Ryan Corcoran, MD, PhD, Translational Research Director of the Center for Gastrointestinal Cancers at Massachusetts General Hospital (MGH) Cancer Center, described to attendees of the 2016 EORTC-NCI-AACR Symposium on Molecular Targets and Cancer Therapeutics the results of a program at MGH focused on uncovering how gastrointestinal (GI) cancers develop resistance to targeted therapies (Abstract 4LBA).

“To understand GI cancers develop resistance to targeted therapies, we employed a systematic ‘liquid biopsy’ program within the GI cancer center at MGH, by which blood was collected at the time that a patient’s disease stopped responding to treatment and the disease started to progress. Circulating tumor DNA was analyzed by next-generation sequencing to identify mutations that emerged during therapy to drive resistance to treatment,” explained Dr. Corcoran.

“Circulating tumor DNA is shed by tumor cells throughout the body into the bloodstream and can be isolated from a routine blood draw. Since tumor cells residing in different metastatic tumor lesions in the same patient can often evolve distinct mechanisms of drug resistance, ‘liquid biopsy’ analysis of circulating tumor DNA can frequently identify the simultaneous presence of multiple resistance alterations that would be missed by a single-lesion tumor biopsy,” he continued.

Findings

“In 31 patients, this liquid biopsy program identified a molecular alteration driving resistance in nearly 80% of patients, and half of these patients were found to have multiple alterations detectable in the blood. In patients in whom biopsies of the tumor had also been taken at the time that their disease started to progress, liquid biopsy identified additional alterations 62% of the time. Systematic liquid biopsy also led to the discovery of several novel mechanisms of resistance, which can help guide the development of therapeutic strategies to overcome resistance. Overall, these data show how routine clinical implementation of liquid biopsy at the time of disease progression on targeted therapy can effectively identify important mechanisms of resistance and may offer certain advantages relative to tumor biopsies,” said Dr.
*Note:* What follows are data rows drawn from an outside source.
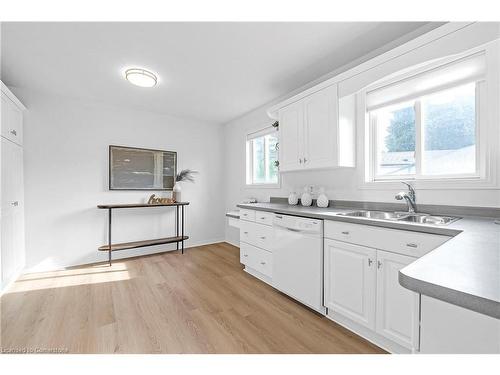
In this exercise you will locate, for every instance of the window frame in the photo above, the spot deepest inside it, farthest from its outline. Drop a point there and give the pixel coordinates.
(419, 129)
(249, 158)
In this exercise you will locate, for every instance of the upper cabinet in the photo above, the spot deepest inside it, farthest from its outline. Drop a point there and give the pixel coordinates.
(311, 135)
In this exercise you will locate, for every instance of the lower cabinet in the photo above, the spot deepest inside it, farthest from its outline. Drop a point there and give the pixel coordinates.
(350, 281)
(361, 284)
(397, 308)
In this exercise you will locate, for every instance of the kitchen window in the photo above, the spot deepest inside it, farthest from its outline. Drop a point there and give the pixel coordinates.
(262, 158)
(426, 126)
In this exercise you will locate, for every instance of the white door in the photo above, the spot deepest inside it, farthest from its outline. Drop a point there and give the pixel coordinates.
(320, 129)
(397, 307)
(12, 236)
(350, 277)
(291, 134)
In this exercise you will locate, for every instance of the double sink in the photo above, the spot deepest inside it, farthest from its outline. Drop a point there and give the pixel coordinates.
(409, 217)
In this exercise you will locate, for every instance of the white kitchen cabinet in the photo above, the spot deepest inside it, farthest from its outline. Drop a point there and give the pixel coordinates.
(291, 119)
(451, 329)
(397, 308)
(350, 281)
(12, 189)
(309, 133)
(12, 121)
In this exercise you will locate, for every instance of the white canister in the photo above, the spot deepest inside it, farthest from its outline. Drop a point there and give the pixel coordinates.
(293, 198)
(306, 198)
(322, 200)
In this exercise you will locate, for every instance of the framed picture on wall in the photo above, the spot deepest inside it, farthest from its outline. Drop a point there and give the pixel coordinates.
(132, 168)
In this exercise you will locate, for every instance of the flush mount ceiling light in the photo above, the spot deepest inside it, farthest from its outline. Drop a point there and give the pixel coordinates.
(141, 77)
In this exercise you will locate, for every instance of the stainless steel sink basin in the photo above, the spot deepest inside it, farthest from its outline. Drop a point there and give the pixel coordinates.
(374, 214)
(409, 217)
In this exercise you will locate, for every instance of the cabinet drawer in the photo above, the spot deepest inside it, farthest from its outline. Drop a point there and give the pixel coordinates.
(265, 218)
(258, 259)
(414, 244)
(248, 215)
(256, 234)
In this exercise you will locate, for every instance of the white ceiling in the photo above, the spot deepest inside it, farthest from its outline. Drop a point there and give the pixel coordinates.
(208, 71)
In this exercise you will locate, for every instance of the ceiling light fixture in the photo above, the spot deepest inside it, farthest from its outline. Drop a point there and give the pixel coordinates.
(141, 77)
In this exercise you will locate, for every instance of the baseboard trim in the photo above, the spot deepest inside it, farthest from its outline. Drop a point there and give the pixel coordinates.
(4, 288)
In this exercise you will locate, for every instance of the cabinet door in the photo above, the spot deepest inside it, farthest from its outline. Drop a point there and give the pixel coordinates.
(397, 307)
(320, 129)
(350, 277)
(291, 129)
(12, 121)
(12, 229)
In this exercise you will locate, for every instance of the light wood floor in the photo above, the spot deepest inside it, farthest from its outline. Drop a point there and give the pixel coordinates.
(199, 302)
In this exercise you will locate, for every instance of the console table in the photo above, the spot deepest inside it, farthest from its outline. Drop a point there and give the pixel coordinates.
(178, 238)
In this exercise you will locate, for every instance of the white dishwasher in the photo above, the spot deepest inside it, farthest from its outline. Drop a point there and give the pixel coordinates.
(298, 259)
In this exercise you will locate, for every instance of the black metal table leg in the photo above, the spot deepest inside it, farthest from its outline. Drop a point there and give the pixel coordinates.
(109, 236)
(182, 243)
(177, 225)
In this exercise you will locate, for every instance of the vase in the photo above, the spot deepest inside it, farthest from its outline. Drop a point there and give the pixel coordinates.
(293, 198)
(322, 200)
(306, 198)
(176, 192)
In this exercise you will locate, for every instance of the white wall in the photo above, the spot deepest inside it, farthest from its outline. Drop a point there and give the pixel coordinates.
(66, 176)
(340, 184)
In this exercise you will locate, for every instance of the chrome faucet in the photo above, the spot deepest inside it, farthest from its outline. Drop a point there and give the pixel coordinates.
(409, 196)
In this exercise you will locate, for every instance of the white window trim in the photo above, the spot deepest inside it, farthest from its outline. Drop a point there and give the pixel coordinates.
(249, 160)
(487, 136)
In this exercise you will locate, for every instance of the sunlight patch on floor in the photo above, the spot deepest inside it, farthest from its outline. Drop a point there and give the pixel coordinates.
(94, 274)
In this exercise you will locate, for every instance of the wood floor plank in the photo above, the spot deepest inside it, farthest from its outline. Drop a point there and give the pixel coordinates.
(198, 302)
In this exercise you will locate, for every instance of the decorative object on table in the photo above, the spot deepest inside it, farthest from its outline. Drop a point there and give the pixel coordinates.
(184, 175)
(249, 200)
(132, 168)
(153, 199)
(306, 198)
(293, 198)
(322, 200)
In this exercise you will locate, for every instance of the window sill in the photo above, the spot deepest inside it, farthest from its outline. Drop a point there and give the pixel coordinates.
(433, 184)
(263, 186)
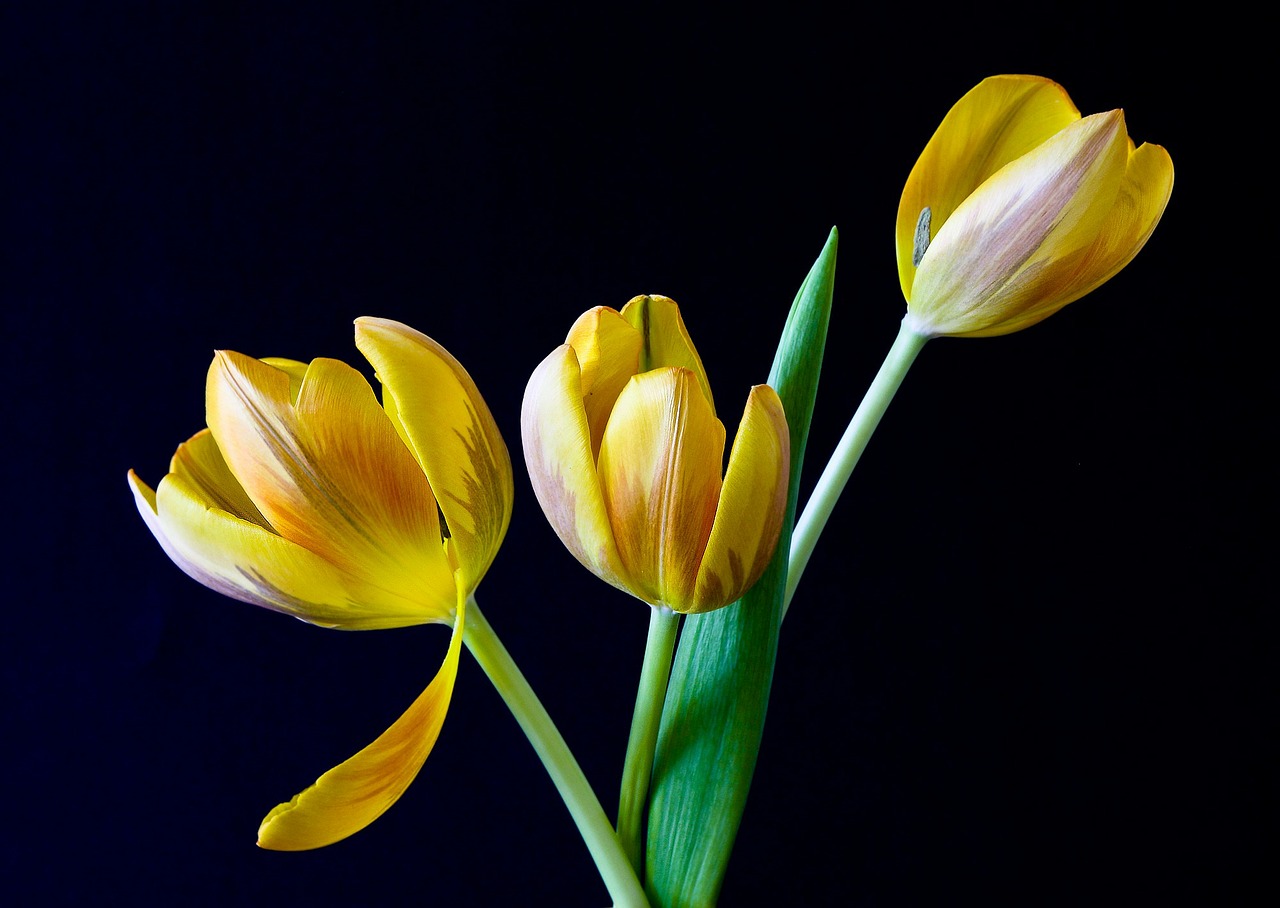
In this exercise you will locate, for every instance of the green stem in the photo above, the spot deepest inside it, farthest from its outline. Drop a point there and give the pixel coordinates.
(594, 826)
(841, 465)
(645, 720)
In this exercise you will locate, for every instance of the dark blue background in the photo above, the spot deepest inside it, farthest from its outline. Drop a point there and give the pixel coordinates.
(1028, 665)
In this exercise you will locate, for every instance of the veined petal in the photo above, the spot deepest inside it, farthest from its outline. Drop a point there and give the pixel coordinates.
(250, 562)
(452, 434)
(752, 505)
(608, 354)
(1144, 190)
(661, 479)
(666, 340)
(996, 122)
(562, 466)
(1004, 247)
(359, 790)
(330, 474)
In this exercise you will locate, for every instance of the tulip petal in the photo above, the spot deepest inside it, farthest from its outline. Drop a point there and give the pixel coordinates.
(452, 434)
(661, 479)
(1139, 204)
(562, 468)
(204, 528)
(330, 474)
(666, 340)
(752, 505)
(359, 790)
(1008, 252)
(608, 354)
(996, 122)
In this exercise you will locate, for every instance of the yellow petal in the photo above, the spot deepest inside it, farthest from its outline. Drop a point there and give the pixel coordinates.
(1006, 251)
(996, 122)
(452, 434)
(562, 468)
(330, 474)
(666, 340)
(355, 793)
(1139, 204)
(752, 505)
(608, 354)
(661, 478)
(236, 553)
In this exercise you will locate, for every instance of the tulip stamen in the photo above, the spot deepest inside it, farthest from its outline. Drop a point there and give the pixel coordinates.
(922, 236)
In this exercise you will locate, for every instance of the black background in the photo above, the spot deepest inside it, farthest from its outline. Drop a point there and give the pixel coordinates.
(1028, 665)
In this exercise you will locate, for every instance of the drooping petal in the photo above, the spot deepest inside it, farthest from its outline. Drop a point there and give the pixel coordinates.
(1006, 247)
(752, 505)
(666, 340)
(330, 474)
(359, 790)
(608, 354)
(661, 479)
(452, 434)
(996, 122)
(562, 468)
(205, 529)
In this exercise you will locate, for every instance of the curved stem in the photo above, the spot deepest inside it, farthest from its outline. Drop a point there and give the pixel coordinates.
(842, 461)
(644, 731)
(615, 868)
Corcoran.

He concluded, “One of the biggest advantages of liquid biopsies is that they can be performed from a routine blood draw, sparing patients the necessity of undergoing costly and invasive tumor biopsies, which can also pose some procedural risks for patients. Furthermore, liquid biopsies may better capture ‘tumor heterogeneity’, or the evolution of distinct resistance mechanisms in different tumor cells in independent metastases in the same patient, which might be missed by a needle biopsy of a single tumor lesion.”

Chair of the Scientific Committee for the Symposium, Jean Charles Soria, MD, PhD, of the Institut Gustave Roussy, told the Symposium, “Liquid biopsies are a patient-friendly approach to obtaining critical insight into the intrinsic tumor biology in any given patient. In this case, they have allowed rapid and robust identification of the mechanism of acquired resistance that can help clinicians to select further therapies for the patient.”

“This study shows very clearly how liquid biopsy can change the practice of oncology in the coming years.” 

The content in this post has not been reviewed by the American Society of Clinical Oncology, Inc. (ASCO®) and does not necessarily reflect the ideas and opinions of ASCO®.